Aside from utility, it has another rare feature among cookware: it’s easy to clean. This is largely because it’s made of seasoned clay, which is about as nonstick as you can get without Teflon on your pot, and its dishwasher safe. The clay also distributes the heat evenly, whether in the oven or on the stove, so food doesn’t often burn to the bottom. The other factor here is that the edges and bottom of the pan are sloped, so you can get in there with your favorite cleaning tool without any problems. No more food trapped in the corners of your pot. It’s a very slick design.
There is an aspect of the shape that bothers me though. The handles don’t have a gap. When you grab this pot it really feels like it is for 10-year old tiny hands, and despite the fact that the pot itself is lighter than a Dutch oven it feels more cumbersome to carry because you can’t get a full grip on it. This is my only complaint about it, nearly everything about this crock rocks.

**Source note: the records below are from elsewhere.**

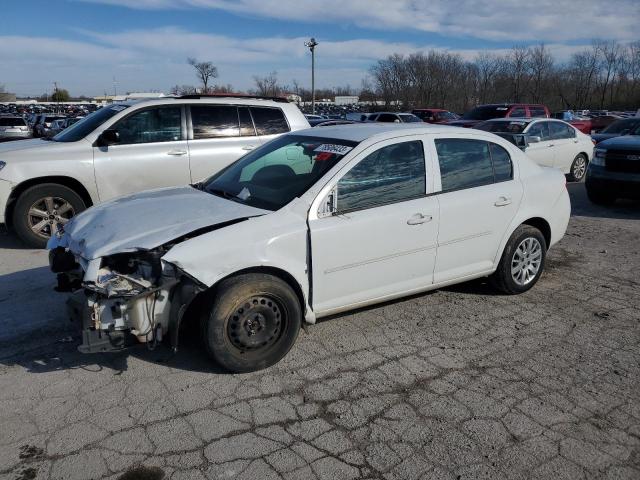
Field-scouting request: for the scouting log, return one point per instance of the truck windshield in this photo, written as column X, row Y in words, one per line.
column 88, row 124
column 279, row 171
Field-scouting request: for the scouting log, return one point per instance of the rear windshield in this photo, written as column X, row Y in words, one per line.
column 11, row 122
column 502, row 127
column 486, row 112
column 621, row 125
column 88, row 124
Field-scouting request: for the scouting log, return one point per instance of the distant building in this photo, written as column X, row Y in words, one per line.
column 347, row 99
column 7, row 97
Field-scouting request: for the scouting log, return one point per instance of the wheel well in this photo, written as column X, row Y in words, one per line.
column 69, row 182
column 276, row 272
column 542, row 225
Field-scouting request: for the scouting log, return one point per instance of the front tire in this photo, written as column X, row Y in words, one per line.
column 522, row 261
column 40, row 209
column 253, row 322
column 578, row 168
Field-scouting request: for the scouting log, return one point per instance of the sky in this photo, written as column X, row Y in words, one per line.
column 84, row 45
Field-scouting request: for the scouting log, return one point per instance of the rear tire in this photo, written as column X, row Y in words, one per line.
column 252, row 323
column 578, row 168
column 58, row 202
column 522, row 261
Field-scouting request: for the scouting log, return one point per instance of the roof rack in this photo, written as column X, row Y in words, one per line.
column 232, row 95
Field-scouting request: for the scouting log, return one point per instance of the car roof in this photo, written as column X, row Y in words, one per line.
column 359, row 132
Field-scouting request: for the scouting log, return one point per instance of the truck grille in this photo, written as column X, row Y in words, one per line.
column 619, row 161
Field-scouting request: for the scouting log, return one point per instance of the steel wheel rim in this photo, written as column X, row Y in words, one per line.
column 257, row 324
column 579, row 167
column 47, row 213
column 526, row 261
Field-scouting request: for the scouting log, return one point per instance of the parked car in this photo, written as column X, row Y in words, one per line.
column 130, row 147
column 625, row 126
column 313, row 223
column 549, row 142
column 601, row 122
column 614, row 171
column 43, row 125
column 580, row 122
column 13, row 128
column 391, row 117
column 435, row 115
column 505, row 110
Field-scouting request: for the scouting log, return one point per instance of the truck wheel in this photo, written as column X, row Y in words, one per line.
column 578, row 168
column 522, row 261
column 41, row 208
column 252, row 323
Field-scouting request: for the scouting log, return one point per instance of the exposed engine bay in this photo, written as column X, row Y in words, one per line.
column 125, row 298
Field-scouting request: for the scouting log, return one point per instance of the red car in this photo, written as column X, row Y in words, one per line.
column 434, row 115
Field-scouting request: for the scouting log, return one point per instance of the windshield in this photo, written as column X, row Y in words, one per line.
column 88, row 124
column 485, row 113
column 279, row 171
column 502, row 127
column 409, row 118
column 621, row 125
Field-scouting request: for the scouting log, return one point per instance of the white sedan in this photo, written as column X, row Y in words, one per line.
column 308, row 225
column 549, row 142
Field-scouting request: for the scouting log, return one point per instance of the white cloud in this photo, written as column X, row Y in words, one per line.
column 502, row 20
column 155, row 59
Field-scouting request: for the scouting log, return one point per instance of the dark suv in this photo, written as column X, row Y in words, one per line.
column 502, row 110
column 614, row 171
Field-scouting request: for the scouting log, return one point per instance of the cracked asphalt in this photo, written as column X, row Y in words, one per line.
column 461, row 383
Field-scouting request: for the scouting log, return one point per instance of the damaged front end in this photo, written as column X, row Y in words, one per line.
column 125, row 298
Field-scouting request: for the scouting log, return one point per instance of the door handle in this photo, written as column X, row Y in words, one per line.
column 502, row 202
column 418, row 219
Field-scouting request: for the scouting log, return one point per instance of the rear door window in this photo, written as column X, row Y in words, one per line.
column 464, row 163
column 162, row 124
column 214, row 121
column 269, row 121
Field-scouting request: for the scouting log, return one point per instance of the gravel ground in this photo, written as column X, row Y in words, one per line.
column 459, row 383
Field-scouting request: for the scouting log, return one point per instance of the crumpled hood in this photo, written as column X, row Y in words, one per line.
column 147, row 220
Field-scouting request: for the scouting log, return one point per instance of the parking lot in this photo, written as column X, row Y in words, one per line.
column 459, row 383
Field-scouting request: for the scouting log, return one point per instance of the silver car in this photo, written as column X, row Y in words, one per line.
column 13, row 128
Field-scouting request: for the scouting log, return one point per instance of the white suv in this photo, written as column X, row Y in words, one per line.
column 128, row 147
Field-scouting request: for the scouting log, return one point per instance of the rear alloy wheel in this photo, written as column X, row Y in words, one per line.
column 253, row 322
column 42, row 209
column 522, row 261
column 578, row 168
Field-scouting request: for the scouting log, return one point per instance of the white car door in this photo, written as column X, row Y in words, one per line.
column 218, row 136
column 381, row 239
column 151, row 153
column 480, row 196
column 542, row 152
column 566, row 144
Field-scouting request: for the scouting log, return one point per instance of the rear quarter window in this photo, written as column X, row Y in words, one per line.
column 269, row 121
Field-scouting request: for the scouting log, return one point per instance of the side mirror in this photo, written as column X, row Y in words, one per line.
column 330, row 204
column 109, row 137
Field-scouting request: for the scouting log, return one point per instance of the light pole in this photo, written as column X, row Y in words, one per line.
column 311, row 44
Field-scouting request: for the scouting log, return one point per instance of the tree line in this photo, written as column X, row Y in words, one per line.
column 604, row 76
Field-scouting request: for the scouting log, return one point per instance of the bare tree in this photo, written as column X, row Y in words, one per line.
column 205, row 71
column 267, row 86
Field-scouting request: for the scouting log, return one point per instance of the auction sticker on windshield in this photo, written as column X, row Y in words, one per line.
column 332, row 148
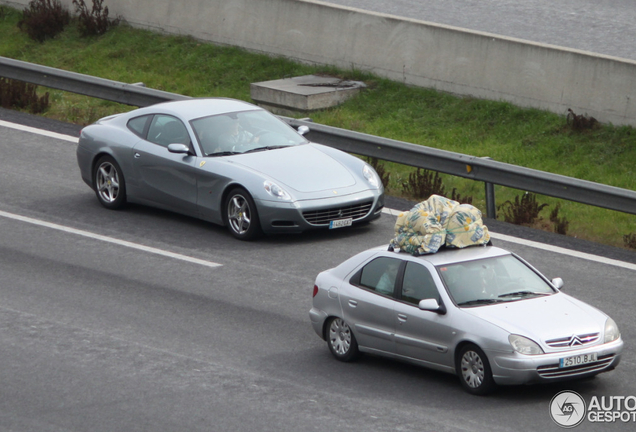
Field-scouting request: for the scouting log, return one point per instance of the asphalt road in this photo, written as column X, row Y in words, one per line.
column 600, row 26
column 101, row 335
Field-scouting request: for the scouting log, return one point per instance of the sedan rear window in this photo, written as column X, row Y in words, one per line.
column 492, row 280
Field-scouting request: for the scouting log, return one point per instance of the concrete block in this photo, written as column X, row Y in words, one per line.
column 303, row 94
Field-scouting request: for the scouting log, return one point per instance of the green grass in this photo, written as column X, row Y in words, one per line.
column 526, row 137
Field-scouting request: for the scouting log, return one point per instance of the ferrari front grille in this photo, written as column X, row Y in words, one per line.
column 324, row 216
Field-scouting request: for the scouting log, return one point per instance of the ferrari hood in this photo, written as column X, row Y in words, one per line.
column 543, row 318
column 303, row 168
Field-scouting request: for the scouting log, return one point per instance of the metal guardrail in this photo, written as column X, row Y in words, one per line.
column 479, row 169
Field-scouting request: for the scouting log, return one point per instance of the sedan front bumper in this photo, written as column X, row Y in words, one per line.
column 516, row 368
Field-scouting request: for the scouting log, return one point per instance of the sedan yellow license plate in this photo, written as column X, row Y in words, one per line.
column 340, row 223
column 578, row 360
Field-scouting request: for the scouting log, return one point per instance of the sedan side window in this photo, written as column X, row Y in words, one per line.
column 165, row 130
column 418, row 284
column 380, row 275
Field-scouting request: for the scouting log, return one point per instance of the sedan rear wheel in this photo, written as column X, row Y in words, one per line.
column 342, row 342
column 241, row 216
column 474, row 370
column 110, row 186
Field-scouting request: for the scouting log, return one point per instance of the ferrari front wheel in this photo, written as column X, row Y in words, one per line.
column 241, row 216
column 110, row 186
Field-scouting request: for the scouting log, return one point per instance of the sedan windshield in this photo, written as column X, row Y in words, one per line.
column 241, row 132
column 492, row 280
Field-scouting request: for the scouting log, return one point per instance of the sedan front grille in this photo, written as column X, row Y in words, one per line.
column 324, row 216
column 554, row 371
column 573, row 341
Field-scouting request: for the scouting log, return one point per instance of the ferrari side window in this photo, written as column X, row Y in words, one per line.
column 165, row 130
column 380, row 275
column 138, row 125
column 418, row 284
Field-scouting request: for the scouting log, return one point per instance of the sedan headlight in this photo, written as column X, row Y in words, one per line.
column 371, row 176
column 523, row 345
column 611, row 331
column 276, row 191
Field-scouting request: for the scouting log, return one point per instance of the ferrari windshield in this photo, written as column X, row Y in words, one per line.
column 241, row 132
column 492, row 280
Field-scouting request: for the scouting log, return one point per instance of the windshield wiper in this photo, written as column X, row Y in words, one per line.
column 225, row 153
column 479, row 301
column 522, row 294
column 265, row 148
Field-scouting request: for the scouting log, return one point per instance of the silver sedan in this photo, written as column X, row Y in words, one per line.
column 228, row 162
column 482, row 313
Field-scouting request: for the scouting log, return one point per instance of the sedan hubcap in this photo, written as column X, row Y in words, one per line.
column 340, row 336
column 238, row 214
column 472, row 369
column 107, row 182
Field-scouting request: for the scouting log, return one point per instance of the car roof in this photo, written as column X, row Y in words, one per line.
column 190, row 109
column 448, row 255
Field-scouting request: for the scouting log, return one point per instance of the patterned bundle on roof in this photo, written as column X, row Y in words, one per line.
column 438, row 222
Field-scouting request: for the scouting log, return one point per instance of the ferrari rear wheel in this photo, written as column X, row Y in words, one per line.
column 342, row 342
column 241, row 215
column 110, row 186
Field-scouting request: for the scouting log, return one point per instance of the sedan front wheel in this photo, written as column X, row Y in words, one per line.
column 474, row 370
column 341, row 340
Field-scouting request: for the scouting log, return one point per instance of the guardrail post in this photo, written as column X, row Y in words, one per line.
column 491, row 207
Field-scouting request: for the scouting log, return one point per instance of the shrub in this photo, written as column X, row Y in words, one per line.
column 422, row 183
column 20, row 95
column 96, row 21
column 524, row 210
column 44, row 19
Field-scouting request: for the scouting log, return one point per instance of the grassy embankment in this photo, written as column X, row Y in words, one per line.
column 525, row 137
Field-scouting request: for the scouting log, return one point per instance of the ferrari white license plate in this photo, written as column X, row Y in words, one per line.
column 340, row 223
column 578, row 360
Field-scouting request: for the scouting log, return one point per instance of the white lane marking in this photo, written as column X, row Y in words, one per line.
column 546, row 247
column 109, row 239
column 38, row 131
column 394, row 212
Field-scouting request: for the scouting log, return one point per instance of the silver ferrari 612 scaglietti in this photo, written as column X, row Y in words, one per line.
column 481, row 312
column 228, row 162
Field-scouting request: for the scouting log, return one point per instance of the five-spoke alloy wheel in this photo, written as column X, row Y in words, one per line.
column 341, row 340
column 109, row 183
column 474, row 370
column 241, row 216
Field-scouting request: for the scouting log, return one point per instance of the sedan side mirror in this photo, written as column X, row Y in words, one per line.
column 432, row 305
column 178, row 148
column 558, row 283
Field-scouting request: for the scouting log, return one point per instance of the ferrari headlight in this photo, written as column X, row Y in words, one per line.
column 523, row 345
column 276, row 191
column 611, row 331
column 371, row 176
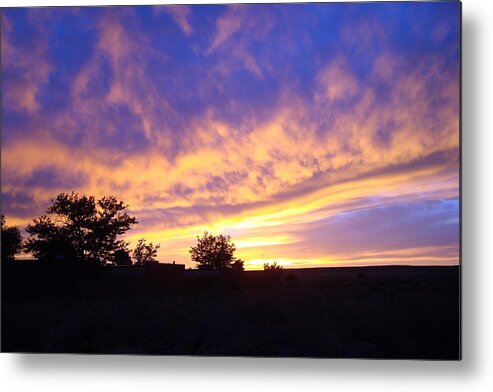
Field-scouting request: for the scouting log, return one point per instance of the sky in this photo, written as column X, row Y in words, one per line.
column 313, row 134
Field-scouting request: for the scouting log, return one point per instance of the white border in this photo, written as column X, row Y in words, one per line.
column 474, row 373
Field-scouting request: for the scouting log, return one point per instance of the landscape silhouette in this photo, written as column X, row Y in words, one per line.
column 86, row 292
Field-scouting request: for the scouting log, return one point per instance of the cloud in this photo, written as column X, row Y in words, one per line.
column 181, row 15
column 237, row 127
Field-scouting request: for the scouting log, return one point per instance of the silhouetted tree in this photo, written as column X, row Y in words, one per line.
column 11, row 240
column 80, row 227
column 122, row 257
column 215, row 253
column 272, row 267
column 145, row 253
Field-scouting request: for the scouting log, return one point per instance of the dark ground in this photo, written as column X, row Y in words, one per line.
column 365, row 312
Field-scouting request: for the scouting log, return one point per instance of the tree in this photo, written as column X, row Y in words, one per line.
column 145, row 253
column 215, row 253
column 122, row 257
column 11, row 240
column 79, row 227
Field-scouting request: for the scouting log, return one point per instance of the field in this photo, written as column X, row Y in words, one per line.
column 364, row 312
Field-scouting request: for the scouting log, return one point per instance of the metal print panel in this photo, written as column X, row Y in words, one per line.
column 232, row 180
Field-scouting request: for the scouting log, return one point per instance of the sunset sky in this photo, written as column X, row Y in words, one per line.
column 313, row 134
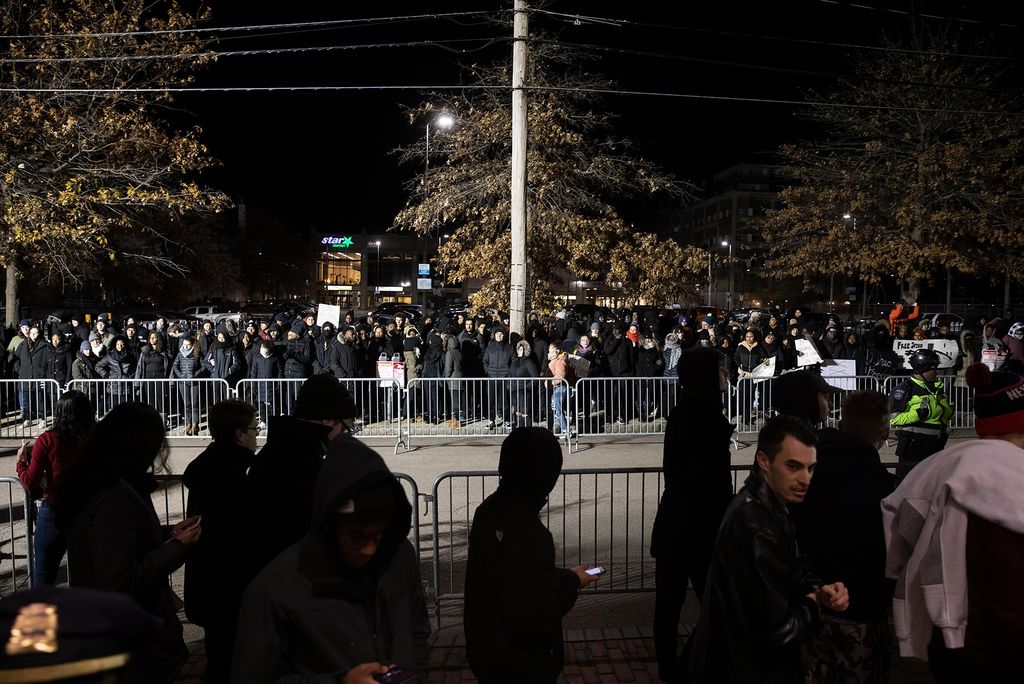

On top of the stellar mechanical aspects, it also comes with a sleek little set of recipes. I tested two recipes with this guy: Mocha-Braised Short Ribs and Spinach & Seafood Chowder. The pampered chef website claims that the even heat distribution in the pan makes it easy to brown, and when I tested the short rib recipe I found that to be the case. My stove typically runs either too hot or too cold, so when the ribs didn’t burn to the pan that was a real surprise. I fry my fair share of meats and am rarely surprised by anything a pan does.
The ribs themselves turned out alright in terms of tenderness, for reasons that probably have nothing to do with the pan, but I would say that the mocha sauce ended up being something that sounds great because of the novelty, but only tastes ok. The chowder however, did not have this problem at all, required very little hands on time, and tasted great.
The recipe even had a suggestion at the end to cover the soup with cheese and bread crumbs then brown in the oven, which I thought added a lot of heart to what could have been a watery recipe.
All in all, I would definitely recommend this pan if you have the budget for it, particularly if you cook for lots of people already. Because it made clean up easy, and even allowed for skipping some pan transfers mid-recipe, I am looking forward to using it again.